Uma pessoa morreu e pelo menos 29 ficaram feridas após um veículo avançar sobre a multidão durante a Christopher Street Day (CSD) celebração do Orgulho em Berlim, no sábado, 25 de julho. O suspeito, um motorista alemão de 21 anos, Abdul Ballout, foi morto a tiros pela polícia no dia seguinte.
Ataque no Tiergarten
O ataque ocorreu por volta das 22h no parque Tiergarten, próximo ao Portão de Brandemburgo, onde centenas de milhares de pessoas se reuniram para um dos maiores eventos LGBTQ+ da Europa. Uma mulher polonesa de 65 anos morreu no incidente, e 29 pessoas ficaram feridas. As autoridades tratam o ataque, no qual Ballout teria jogado o carro contra a multidão antes de atacar pessoas com uma lâmina, como um suposto atentado terrorista islâmico.
Histórico do Suspeito
Ballout era conhecido das autoridades, com condenações anteriores por agressão e roubo. Ele já havia tentado se juntar ao grupo Estado Islâmico, mas foi preso no Líbano e repatriado para a Alemanha, onde foi acusado de preparar um ato grave de violência subversiva. Foi condenado como menor a um ano e dez meses de prisão, pena que foi suspensa.
Reações Oficiais
O chanceler alemão Friedrich Merz descreveu o ataque como “hediondo” e afirmou:
Não permitiremos que esse veneno do terrorismo se espalhe ainda mais em nossa sociedade.

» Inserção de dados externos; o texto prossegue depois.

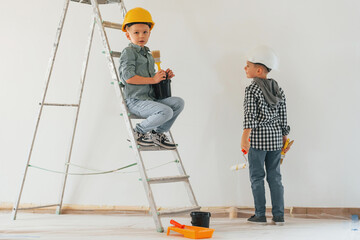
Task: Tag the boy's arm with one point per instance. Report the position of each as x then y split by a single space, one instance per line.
283 117
159 76
285 129
245 144
250 122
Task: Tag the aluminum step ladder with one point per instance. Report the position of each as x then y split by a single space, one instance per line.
110 55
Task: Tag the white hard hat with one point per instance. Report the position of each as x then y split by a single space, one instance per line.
265 56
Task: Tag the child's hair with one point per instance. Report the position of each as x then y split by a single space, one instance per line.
264 67
130 24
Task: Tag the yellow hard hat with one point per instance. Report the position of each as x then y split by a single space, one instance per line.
137 15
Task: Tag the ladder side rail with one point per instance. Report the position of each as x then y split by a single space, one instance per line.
82 83
47 81
183 172
134 145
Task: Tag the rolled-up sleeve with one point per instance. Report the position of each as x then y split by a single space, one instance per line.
127 64
250 109
283 115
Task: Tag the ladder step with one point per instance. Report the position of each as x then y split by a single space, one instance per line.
112 25
114 54
178 210
154 148
60 104
168 179
44 206
99 1
132 116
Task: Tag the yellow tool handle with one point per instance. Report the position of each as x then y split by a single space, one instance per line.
285 146
158 64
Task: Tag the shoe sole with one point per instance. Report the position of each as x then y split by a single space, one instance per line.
258 223
279 223
164 146
143 144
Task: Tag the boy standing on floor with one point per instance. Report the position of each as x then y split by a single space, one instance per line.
137 72
265 124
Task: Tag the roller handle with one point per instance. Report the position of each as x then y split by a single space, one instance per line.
176 224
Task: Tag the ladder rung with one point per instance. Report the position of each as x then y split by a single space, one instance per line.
115 54
60 104
178 210
154 148
99 1
112 25
168 179
44 206
132 116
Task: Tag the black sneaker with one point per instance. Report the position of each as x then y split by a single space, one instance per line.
143 139
257 219
162 140
278 220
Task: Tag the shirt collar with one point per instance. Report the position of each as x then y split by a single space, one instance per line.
138 48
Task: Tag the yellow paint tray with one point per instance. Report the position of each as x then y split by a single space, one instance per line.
193 232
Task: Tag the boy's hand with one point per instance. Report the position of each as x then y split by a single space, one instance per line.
170 73
245 144
159 76
284 141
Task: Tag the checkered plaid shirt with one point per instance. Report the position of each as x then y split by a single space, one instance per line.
268 124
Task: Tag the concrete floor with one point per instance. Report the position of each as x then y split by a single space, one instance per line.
108 227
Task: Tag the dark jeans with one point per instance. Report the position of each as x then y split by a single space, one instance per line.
271 160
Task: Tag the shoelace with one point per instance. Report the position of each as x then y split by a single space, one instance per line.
163 137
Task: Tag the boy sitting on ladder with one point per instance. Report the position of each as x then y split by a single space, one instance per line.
137 72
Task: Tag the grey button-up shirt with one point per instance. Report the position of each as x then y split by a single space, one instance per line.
136 60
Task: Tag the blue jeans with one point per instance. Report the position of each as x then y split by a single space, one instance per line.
159 114
271 160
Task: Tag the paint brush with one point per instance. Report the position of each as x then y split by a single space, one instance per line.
286 145
156 56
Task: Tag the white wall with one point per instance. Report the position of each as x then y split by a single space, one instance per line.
204 42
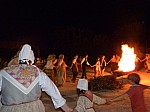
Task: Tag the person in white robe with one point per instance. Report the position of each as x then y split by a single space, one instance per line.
21 85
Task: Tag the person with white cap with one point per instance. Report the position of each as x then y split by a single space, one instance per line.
86 98
20 86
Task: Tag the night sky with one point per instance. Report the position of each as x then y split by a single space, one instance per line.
51 26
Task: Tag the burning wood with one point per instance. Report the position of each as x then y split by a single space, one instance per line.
127 61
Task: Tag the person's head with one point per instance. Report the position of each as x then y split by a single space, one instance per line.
26 55
86 56
76 56
98 59
134 78
82 86
61 56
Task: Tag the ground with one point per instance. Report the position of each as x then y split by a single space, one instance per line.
68 91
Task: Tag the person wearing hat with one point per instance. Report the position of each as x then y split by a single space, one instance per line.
86 98
84 64
21 85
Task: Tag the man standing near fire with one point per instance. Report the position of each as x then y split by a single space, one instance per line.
147 62
84 64
113 63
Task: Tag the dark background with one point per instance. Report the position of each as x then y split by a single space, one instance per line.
74 27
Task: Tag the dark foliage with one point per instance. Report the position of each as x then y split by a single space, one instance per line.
105 82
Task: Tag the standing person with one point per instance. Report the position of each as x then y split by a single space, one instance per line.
64 66
103 65
117 61
61 70
97 68
135 93
147 62
74 67
113 63
137 59
49 67
21 85
86 98
84 64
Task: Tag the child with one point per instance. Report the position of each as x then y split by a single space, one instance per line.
135 93
86 98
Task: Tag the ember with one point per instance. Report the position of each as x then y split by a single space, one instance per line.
127 61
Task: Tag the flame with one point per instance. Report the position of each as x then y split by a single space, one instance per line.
127 61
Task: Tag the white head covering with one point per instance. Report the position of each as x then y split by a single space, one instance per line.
82 84
32 58
26 54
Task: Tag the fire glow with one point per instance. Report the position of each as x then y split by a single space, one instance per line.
127 61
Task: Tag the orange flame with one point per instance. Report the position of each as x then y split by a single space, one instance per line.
127 61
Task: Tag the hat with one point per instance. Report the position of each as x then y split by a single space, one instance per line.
26 54
82 84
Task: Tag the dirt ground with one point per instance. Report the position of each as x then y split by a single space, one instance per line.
68 91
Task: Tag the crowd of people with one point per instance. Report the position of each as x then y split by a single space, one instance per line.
21 82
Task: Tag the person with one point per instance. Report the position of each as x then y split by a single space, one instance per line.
113 63
97 68
61 71
137 59
103 65
147 62
86 98
49 67
74 68
84 64
117 61
135 93
14 60
20 86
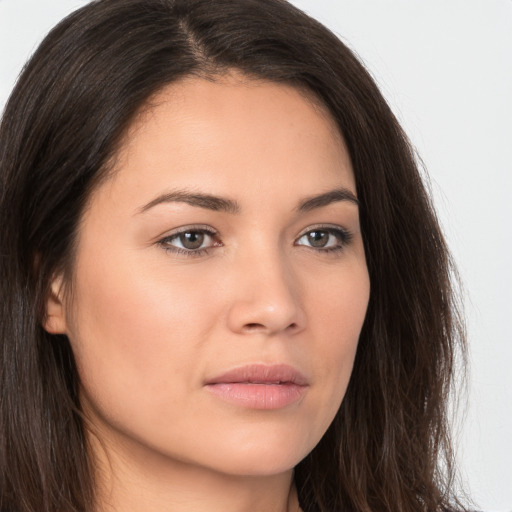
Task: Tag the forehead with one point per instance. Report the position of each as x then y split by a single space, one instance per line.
232 133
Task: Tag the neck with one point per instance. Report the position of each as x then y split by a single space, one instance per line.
158 483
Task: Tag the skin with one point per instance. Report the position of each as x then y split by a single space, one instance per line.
149 325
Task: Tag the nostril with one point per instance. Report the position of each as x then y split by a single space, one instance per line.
253 326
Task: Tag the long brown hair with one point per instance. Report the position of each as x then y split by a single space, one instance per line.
388 448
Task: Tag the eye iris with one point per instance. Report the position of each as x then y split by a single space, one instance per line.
318 238
192 239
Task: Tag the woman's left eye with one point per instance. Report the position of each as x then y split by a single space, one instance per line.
325 239
190 241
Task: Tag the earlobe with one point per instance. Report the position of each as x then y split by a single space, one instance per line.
54 321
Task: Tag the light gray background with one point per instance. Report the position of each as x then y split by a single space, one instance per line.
445 66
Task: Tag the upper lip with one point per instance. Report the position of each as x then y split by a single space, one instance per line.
261 374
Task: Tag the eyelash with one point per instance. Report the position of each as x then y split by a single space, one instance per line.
342 235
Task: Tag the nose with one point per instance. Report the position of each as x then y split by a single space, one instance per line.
266 298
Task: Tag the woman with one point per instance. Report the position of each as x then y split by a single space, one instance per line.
224 286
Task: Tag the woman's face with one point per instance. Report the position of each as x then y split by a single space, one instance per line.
220 281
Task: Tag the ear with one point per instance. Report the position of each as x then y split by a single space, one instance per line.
54 321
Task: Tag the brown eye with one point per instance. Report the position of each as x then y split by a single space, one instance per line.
325 239
192 240
318 238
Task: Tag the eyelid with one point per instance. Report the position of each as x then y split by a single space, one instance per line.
343 234
163 241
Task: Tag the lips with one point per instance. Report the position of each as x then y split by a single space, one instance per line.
260 386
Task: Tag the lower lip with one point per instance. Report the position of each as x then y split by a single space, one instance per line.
259 396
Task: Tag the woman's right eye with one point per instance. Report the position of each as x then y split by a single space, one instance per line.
190 241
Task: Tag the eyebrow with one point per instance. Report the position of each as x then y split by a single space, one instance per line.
207 201
221 204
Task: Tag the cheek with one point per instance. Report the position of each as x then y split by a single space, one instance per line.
129 335
340 309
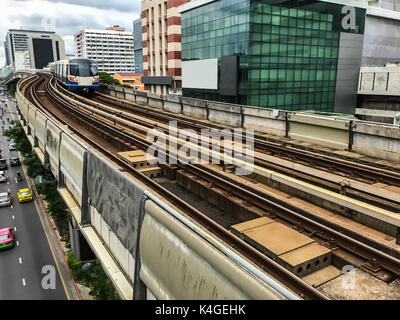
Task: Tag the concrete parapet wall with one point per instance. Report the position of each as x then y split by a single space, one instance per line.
332 133
195 108
325 131
172 104
155 100
377 141
228 114
192 269
130 94
265 121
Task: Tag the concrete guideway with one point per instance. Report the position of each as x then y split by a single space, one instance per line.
341 200
33 129
109 240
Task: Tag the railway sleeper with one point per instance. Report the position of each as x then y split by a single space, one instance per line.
295 251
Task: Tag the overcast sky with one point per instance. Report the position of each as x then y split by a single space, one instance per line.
65 17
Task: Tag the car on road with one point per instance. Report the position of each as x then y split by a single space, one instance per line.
3 164
3 176
24 195
6 238
15 162
5 199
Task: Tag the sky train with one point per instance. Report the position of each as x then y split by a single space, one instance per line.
77 74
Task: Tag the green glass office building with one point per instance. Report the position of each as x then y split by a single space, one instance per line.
290 54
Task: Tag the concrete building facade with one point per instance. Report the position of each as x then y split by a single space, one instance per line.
161 35
33 49
292 55
138 45
112 49
382 33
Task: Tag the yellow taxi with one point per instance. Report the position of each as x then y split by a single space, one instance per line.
24 195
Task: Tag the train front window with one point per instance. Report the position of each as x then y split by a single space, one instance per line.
74 70
83 70
93 70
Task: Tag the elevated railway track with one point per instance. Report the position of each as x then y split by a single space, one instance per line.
108 136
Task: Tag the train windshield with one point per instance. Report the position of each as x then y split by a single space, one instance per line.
83 69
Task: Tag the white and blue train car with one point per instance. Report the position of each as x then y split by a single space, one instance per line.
77 74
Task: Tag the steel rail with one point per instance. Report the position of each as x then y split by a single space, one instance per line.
294 283
352 245
350 167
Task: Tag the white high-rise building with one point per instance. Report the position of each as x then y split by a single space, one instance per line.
112 48
33 49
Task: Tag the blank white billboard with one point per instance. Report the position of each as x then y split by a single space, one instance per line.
200 74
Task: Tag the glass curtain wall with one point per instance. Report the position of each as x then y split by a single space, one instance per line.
288 49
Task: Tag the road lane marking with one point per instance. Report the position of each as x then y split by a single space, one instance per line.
51 249
47 237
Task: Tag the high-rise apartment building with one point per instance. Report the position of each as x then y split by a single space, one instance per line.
112 48
138 45
293 55
33 49
161 37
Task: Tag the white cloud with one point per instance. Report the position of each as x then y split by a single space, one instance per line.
65 17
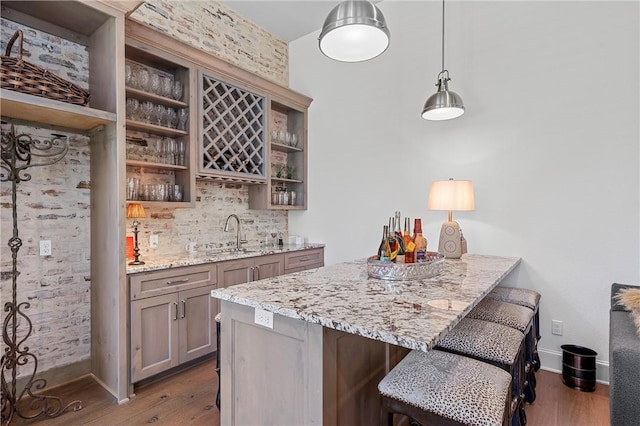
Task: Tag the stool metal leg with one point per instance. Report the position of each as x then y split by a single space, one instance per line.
218 362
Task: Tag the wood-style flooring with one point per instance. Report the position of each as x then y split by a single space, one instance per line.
188 398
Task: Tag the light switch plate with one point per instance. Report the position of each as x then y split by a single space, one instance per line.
264 318
45 247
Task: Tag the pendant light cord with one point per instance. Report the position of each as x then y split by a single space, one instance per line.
442 35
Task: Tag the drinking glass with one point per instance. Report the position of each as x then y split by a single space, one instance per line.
183 116
132 108
143 79
172 148
167 86
182 149
146 109
154 83
160 150
176 90
172 118
128 72
158 114
177 192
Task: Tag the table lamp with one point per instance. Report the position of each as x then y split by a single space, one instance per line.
135 211
451 195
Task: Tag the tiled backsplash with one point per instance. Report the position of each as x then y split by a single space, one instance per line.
55 203
204 223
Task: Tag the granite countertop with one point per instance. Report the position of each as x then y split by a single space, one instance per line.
216 255
413 314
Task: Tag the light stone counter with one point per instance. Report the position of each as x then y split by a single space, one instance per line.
153 263
333 336
412 314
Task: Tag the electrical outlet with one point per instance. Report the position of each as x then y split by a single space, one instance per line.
153 241
264 318
45 247
556 327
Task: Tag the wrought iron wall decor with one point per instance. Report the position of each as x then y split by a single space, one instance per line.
19 153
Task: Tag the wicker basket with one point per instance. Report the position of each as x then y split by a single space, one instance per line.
22 76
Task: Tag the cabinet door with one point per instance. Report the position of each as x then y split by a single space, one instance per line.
197 322
235 272
154 335
268 266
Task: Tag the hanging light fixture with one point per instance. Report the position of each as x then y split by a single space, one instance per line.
444 104
354 31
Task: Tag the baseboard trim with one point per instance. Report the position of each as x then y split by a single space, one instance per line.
552 361
59 375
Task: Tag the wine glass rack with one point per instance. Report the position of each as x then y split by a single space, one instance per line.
233 131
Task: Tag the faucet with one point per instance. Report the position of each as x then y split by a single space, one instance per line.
226 229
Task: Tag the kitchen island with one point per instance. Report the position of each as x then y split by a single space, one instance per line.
333 335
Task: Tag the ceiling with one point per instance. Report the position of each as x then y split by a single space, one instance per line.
288 20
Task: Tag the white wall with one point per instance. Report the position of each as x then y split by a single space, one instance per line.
550 140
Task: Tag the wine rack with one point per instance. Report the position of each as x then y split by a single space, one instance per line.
233 132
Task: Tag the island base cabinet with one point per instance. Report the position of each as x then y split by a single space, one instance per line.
171 329
298 372
269 375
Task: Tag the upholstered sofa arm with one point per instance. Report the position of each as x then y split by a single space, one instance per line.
624 363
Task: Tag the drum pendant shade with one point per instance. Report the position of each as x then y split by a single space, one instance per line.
354 31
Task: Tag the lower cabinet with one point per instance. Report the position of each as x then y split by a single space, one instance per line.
172 328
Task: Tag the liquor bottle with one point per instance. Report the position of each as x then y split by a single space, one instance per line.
384 251
409 245
397 234
420 241
393 243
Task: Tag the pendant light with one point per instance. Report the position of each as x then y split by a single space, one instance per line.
354 31
444 104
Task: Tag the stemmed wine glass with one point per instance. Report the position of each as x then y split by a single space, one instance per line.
176 90
183 115
154 83
147 109
143 79
274 234
182 149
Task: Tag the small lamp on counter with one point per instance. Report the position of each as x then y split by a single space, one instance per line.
135 211
451 195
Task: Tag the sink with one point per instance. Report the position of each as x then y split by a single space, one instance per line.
231 251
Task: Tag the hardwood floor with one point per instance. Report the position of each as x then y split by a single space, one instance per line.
189 399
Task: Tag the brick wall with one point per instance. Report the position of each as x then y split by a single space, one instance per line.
52 206
219 30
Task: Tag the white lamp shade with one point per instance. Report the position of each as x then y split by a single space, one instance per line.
451 195
354 31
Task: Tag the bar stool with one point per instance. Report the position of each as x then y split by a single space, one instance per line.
498 345
517 317
218 319
441 388
522 297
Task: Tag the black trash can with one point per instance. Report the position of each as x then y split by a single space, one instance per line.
579 367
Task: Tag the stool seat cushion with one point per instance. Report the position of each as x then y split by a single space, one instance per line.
450 386
519 296
508 314
483 339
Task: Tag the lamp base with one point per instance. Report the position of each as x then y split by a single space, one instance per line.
452 244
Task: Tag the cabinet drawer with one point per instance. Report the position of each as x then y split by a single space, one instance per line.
305 259
166 281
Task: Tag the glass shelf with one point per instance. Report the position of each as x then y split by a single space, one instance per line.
152 128
141 95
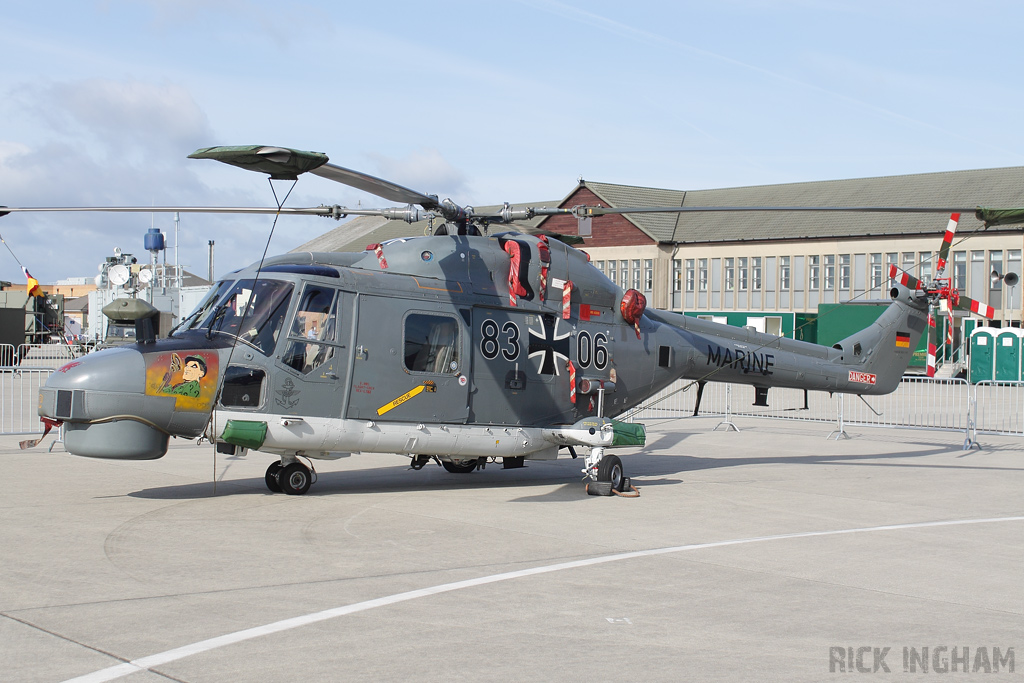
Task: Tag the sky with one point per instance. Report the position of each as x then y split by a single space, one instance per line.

Em uma vigília na Igreja de Santa Maria, em Berlim, no domingo, Merz acrescentou:
Não se deixem intimidar, não nos deixemos intimidar. Esses atos têm apenas um objetivo: dividir nossa sociedade. Querem nos tirar o que temos de mais importante: nossa abertura e nossa liberdade.
Os organizadores da CSD pediram:
Não queremos que este ato seja explorado para fins políticos ou que pessoas sejam colocadas sob suspeita generalizada. Essa violência é uma tentativa de dividir nossa sociedade e incitar as pessoas umas contra as outras. Nós, como CSD de Berlim, não permitiremos isso.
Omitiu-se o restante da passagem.